Epley also spent “17 wonderful years,” he recounted, helping develop the Kansas City Symphony Chorus. He joined when the orchestra was under the direction of Bill McGlaughlin. “The orchestra was still finding itself and building,” said Epley.
“It was a good community chorus,” he said. “There’s some of our work I’ll put up against almost anyone’s.” Epley fondly recalled performances of Edward Elgar’s “The Dream of Gerontius,” under the baton of Anne Manson, and Giuseppe Verdi’s Requiem, with Michael Stern. “It was some of our best work. And in the Lyric Theatre at that.”
“When I came here in ’82, choral music was hardly there. The first season of the Kansas City Chorale was going on, but now we have six or eight wonderful ensembles here. We have come such a long way,” said Epley.
Most of those are semi-professional, volunteer ensembles. “I’m a great believer that when singers are emotionally involved in an ensemble that is important to them voluntarily, their singing comes from love,” said Epley. After all, “the word ‘amateur’ comes from the same word: ‘amor.’”
Musica Vocale is one such ensemble. The chorus was formed with the encouragement of Epley’s former students. He had retired, just shy of 70. “Some of my alums said, ‘We don’t think you’re through,’” said Epley. “I didn’t know how I felt about that. But I knew there is so much music and I still had all these things I wanted to do, and they talked me into it.”
“Arnold jokingly refers to it as his bucket list, works that he wants to perform or revisit one more time,” said Carter. “The good news is that we keep expanding his list further and further.”
That retirement project has now kept Epley busy for over a decade. “It’s been almost all joy,” he said.
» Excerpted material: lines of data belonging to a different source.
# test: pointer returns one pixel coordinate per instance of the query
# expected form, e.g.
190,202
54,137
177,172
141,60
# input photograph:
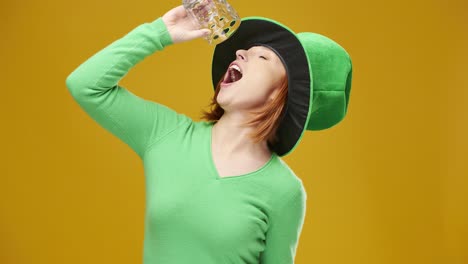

His story is not without sadness, however. Marriages dissolved; friends — and children of friends — have died; he knows too well that health is fleeting. Epley, grieving a recent loss, reflected on that pain. Good things are not, he said, “something we get with a guarantee that all will be well and will last indefinitely. They are simply gifts, and the only credible response to a gift is gratitude for the time you have,” he said. “Gratitude is the only way forward.”
“When you are really old, there are these huge blocks of time to look back on and so much loss, and I wonder at times how people cannot spend every minute doing things that really matter while there’s time,” Epley said. “After 50 years of both pushing at the edges and trying to do the canon, I’m still deep into that.”
That’s also part of his legacy. “My respect for him and my gratitude for what I’ve learned . . .” Carter paused, “. . . there’s no way I can ever thank him enough for that. I think the only thing I can do is to try to be a fraction as helpful to other people as he’s been for me.”
Epley also maintains a private voice studio and, with a 13-year-old son, remains busy and engaged.
“I don’t feel like what I’ve been doing is so special, but I feel like the most fortunate person to be still doing my trade when I’m knocking on the door of 80. I still have people patient with me and giving me opportunities,” he said. “It makes me so happy to be part of the growth of choral music in Kansas City. KC is in full flower and without the rancor in the choral community (that) a lot of towns have.”